I trained a ResNet-20 model on cifar-10 dataset with PyTorch and Caffe respectively, and got top1-accuracy around 91.5% for both. However, quite different phenomena is observed, especially during the earliest epochs. On caffe,the earliest epochs are featured with relatively larger testing loss(e.g, several times larger than the training loss). On PyTorch, testing loss and training loss are close all the time. To my knowledge, the phenomena on caffe is rational, because during inference, the Batch Normalization layers’ parameters use a moving average( or so-called global stats), which is not stable and accuracy enough during the earliest epochs. Is it a potential bug that PyTorch forgets to use moving average for inference? or some other reasons?

Do you mean model.eval()?
The dropout and BatchNorm layers have different behaviors during training and inferencing period.

I did use model.eval() during inference, which is supposed to make the BN layers using the global stats.

AFAIK, there are not global stats in inference period in PyTorch, It only uses running mean and running var.

So, is it due to the different setting of mean and var during inference for PyTorch and Caffe?

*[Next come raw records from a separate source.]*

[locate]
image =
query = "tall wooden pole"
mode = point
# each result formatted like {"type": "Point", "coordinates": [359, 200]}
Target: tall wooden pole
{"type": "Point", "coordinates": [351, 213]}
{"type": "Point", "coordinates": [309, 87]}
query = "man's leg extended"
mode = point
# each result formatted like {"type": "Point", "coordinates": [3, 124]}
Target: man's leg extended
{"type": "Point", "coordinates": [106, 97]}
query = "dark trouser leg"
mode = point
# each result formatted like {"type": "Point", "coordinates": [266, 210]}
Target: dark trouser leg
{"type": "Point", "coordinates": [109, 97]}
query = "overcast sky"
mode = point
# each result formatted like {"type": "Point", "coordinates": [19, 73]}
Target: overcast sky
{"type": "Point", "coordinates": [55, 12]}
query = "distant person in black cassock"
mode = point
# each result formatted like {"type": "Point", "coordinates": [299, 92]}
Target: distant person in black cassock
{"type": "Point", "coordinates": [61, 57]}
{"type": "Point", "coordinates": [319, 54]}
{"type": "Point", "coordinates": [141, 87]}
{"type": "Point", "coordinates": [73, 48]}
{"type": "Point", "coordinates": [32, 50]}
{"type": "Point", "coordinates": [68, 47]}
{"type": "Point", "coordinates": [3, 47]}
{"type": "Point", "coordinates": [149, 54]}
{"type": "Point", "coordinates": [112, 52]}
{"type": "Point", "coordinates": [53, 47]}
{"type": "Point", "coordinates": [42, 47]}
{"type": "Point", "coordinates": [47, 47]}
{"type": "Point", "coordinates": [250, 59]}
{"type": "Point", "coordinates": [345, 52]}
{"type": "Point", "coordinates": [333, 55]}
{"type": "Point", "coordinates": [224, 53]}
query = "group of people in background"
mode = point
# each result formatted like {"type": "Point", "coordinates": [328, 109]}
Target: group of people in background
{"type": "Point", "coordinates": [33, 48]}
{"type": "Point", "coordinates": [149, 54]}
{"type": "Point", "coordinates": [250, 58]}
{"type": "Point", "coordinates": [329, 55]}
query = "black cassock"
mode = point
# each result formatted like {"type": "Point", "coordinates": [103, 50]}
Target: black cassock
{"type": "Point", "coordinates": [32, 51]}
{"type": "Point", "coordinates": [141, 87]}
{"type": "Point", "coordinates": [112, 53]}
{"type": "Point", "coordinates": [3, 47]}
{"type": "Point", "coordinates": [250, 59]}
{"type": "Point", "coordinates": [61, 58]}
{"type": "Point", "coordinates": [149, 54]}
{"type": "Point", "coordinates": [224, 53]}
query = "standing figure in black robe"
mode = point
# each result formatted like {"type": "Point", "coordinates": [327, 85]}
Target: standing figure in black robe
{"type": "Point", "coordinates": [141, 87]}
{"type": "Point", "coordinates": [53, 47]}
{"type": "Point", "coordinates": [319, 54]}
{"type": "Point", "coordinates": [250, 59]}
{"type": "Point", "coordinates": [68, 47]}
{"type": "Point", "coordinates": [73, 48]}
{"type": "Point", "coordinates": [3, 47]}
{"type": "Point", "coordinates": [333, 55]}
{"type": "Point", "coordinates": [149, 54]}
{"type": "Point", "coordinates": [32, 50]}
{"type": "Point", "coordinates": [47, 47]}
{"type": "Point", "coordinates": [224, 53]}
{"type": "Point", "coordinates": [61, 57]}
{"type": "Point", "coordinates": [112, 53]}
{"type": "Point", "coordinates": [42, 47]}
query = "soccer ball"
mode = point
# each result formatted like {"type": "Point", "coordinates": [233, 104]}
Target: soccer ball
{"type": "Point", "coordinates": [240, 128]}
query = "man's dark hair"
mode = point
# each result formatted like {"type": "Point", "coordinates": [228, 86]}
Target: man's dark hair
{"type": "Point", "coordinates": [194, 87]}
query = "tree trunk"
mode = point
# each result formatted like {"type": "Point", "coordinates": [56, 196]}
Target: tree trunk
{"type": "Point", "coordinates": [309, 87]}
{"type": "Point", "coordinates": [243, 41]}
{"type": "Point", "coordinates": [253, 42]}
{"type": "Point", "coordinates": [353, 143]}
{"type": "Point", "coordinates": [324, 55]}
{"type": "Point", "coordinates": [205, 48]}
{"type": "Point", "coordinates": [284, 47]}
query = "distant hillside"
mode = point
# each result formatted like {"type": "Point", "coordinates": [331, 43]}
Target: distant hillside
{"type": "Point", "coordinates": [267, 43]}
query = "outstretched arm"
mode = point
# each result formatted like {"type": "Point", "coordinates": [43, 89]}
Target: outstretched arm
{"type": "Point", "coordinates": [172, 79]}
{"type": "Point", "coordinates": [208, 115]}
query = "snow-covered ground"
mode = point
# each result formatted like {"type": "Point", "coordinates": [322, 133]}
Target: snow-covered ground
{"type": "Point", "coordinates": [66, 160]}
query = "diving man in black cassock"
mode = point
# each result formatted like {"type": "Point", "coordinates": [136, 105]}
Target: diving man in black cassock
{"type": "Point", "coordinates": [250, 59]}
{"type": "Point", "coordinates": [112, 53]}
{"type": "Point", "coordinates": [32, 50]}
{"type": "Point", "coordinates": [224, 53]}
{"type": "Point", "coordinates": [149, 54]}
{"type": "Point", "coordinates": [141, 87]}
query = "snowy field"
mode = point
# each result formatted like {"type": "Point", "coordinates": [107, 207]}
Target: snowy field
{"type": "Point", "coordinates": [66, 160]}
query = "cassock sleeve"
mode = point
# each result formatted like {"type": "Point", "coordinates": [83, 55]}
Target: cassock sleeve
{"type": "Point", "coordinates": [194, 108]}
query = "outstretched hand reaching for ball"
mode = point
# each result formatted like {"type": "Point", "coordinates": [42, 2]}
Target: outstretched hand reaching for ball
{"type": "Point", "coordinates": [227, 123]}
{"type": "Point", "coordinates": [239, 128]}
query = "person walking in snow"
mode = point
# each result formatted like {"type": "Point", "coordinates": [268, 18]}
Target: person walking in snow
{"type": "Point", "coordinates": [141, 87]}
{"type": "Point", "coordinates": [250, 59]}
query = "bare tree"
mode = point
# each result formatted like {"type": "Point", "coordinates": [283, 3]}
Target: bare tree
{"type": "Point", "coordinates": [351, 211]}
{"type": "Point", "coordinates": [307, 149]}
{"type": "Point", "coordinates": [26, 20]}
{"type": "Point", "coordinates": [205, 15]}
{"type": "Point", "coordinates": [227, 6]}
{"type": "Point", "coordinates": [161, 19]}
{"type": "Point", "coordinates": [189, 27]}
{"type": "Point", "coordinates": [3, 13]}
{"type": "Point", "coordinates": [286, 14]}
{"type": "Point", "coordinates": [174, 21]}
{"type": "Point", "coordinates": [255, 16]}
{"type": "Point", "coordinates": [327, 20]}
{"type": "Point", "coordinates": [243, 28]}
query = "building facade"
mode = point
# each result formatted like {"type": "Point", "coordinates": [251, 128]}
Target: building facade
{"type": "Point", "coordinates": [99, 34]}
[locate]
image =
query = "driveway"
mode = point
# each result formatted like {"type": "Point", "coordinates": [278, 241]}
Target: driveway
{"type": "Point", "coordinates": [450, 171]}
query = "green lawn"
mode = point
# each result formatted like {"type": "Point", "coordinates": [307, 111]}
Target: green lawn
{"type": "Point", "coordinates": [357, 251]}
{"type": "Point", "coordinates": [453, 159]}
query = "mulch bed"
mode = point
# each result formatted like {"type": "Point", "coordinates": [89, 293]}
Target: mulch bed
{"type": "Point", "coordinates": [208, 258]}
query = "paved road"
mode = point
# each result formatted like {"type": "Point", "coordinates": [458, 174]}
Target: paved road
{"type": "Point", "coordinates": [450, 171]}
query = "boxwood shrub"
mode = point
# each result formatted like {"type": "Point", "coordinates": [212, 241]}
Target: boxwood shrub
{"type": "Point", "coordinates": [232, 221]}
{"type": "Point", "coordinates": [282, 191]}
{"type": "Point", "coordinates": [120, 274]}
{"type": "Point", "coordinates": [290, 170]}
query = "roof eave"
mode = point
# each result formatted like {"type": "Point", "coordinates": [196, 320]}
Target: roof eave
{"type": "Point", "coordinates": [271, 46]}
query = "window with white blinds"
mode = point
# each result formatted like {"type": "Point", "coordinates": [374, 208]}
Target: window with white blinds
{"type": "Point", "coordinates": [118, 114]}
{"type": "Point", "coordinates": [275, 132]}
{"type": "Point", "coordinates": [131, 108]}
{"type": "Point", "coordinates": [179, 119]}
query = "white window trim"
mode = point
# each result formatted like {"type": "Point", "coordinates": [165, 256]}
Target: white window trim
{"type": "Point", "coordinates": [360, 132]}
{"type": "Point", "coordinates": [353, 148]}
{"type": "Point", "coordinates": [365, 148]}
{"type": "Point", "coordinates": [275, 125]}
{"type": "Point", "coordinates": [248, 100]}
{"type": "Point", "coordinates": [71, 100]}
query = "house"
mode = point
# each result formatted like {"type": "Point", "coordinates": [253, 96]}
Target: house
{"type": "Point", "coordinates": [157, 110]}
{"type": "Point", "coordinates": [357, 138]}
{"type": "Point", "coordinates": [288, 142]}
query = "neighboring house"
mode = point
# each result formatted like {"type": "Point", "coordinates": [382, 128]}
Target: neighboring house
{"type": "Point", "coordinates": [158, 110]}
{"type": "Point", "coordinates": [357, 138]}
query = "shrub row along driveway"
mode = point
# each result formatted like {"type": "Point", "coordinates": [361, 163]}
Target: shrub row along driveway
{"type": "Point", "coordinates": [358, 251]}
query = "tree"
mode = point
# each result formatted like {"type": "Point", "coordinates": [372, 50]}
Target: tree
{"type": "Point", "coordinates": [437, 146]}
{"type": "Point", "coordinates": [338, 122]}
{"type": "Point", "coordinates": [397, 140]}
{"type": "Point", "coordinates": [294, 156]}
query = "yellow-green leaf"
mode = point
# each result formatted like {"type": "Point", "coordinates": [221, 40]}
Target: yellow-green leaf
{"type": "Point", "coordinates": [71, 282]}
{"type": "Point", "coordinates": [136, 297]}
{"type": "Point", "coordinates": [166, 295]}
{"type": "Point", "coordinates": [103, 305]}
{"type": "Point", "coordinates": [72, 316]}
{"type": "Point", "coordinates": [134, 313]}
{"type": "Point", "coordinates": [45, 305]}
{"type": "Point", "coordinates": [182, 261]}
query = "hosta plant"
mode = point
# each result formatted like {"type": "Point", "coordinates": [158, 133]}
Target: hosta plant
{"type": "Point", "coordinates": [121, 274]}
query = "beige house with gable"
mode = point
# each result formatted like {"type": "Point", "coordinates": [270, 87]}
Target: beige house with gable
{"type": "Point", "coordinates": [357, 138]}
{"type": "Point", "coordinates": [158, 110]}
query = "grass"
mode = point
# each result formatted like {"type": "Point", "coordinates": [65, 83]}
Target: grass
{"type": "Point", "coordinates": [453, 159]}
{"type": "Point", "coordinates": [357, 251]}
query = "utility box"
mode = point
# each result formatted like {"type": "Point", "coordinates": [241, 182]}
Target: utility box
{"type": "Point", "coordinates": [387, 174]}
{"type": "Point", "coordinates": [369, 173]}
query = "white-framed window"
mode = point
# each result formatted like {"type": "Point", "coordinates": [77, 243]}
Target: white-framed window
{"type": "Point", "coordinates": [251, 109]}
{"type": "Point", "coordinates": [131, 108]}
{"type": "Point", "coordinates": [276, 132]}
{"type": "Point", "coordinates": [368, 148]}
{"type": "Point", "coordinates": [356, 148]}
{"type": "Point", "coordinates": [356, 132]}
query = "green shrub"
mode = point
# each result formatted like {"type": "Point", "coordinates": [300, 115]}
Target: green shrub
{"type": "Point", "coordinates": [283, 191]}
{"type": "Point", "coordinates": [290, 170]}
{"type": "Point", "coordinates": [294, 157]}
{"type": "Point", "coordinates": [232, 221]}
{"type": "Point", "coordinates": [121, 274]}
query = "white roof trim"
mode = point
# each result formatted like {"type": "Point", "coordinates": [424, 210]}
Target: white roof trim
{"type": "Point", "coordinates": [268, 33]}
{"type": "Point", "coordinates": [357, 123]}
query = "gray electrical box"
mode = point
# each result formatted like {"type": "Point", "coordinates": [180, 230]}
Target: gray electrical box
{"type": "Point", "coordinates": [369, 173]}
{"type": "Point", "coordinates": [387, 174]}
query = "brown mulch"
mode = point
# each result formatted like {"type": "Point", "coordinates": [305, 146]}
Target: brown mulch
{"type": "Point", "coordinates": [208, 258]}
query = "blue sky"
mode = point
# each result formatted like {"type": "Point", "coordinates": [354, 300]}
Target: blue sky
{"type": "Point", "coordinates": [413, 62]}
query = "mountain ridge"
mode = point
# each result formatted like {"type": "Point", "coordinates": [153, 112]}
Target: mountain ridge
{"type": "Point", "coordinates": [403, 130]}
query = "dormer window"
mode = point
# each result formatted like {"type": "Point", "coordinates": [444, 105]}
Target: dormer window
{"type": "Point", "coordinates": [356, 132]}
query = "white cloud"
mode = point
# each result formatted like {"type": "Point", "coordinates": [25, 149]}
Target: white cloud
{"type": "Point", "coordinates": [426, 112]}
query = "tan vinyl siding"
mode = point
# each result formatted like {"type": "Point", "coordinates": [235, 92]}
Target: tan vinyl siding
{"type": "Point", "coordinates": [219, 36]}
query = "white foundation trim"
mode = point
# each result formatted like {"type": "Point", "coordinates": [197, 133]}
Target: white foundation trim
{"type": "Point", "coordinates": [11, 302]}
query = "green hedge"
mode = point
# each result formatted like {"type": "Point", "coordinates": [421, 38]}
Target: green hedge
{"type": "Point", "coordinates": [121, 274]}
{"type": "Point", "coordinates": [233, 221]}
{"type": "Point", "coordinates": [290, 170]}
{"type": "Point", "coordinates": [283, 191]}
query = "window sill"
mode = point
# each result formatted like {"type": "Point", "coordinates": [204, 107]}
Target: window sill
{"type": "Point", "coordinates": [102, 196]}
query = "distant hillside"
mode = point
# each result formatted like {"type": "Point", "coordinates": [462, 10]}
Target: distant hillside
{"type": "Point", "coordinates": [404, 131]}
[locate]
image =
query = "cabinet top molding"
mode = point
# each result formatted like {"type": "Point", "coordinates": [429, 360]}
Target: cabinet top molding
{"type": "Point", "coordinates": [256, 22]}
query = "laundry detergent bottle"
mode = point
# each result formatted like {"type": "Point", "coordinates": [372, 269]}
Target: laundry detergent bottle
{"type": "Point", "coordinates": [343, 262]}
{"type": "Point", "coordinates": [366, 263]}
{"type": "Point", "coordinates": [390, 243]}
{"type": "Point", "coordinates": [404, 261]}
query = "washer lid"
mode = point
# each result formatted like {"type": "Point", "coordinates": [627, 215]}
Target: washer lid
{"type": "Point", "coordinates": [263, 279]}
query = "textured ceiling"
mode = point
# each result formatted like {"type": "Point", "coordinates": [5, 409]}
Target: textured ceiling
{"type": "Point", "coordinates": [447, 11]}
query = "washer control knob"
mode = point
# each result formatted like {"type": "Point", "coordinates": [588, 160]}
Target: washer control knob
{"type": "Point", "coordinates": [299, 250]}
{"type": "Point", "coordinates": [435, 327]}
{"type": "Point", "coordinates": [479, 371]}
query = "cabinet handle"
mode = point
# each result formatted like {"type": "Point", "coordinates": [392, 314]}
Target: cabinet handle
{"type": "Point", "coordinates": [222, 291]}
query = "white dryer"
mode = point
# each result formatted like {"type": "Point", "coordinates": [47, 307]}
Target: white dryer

According to “https://pytorch.org/docs/stable/_modules/torch/nn/modules/batchnorm.html”, it seems that the parameter “track_running_stats” is something similar to “use_global_stats” in caffe. When set to false, it amounts to say that “use_global_stats = false” in both train and test Phase.

However, I think the behavior of batch norm in pytorch and caffe still has some minor differences.

What I would do is to convert pytorch model to caffemodel. Python seems to be hard to use for me.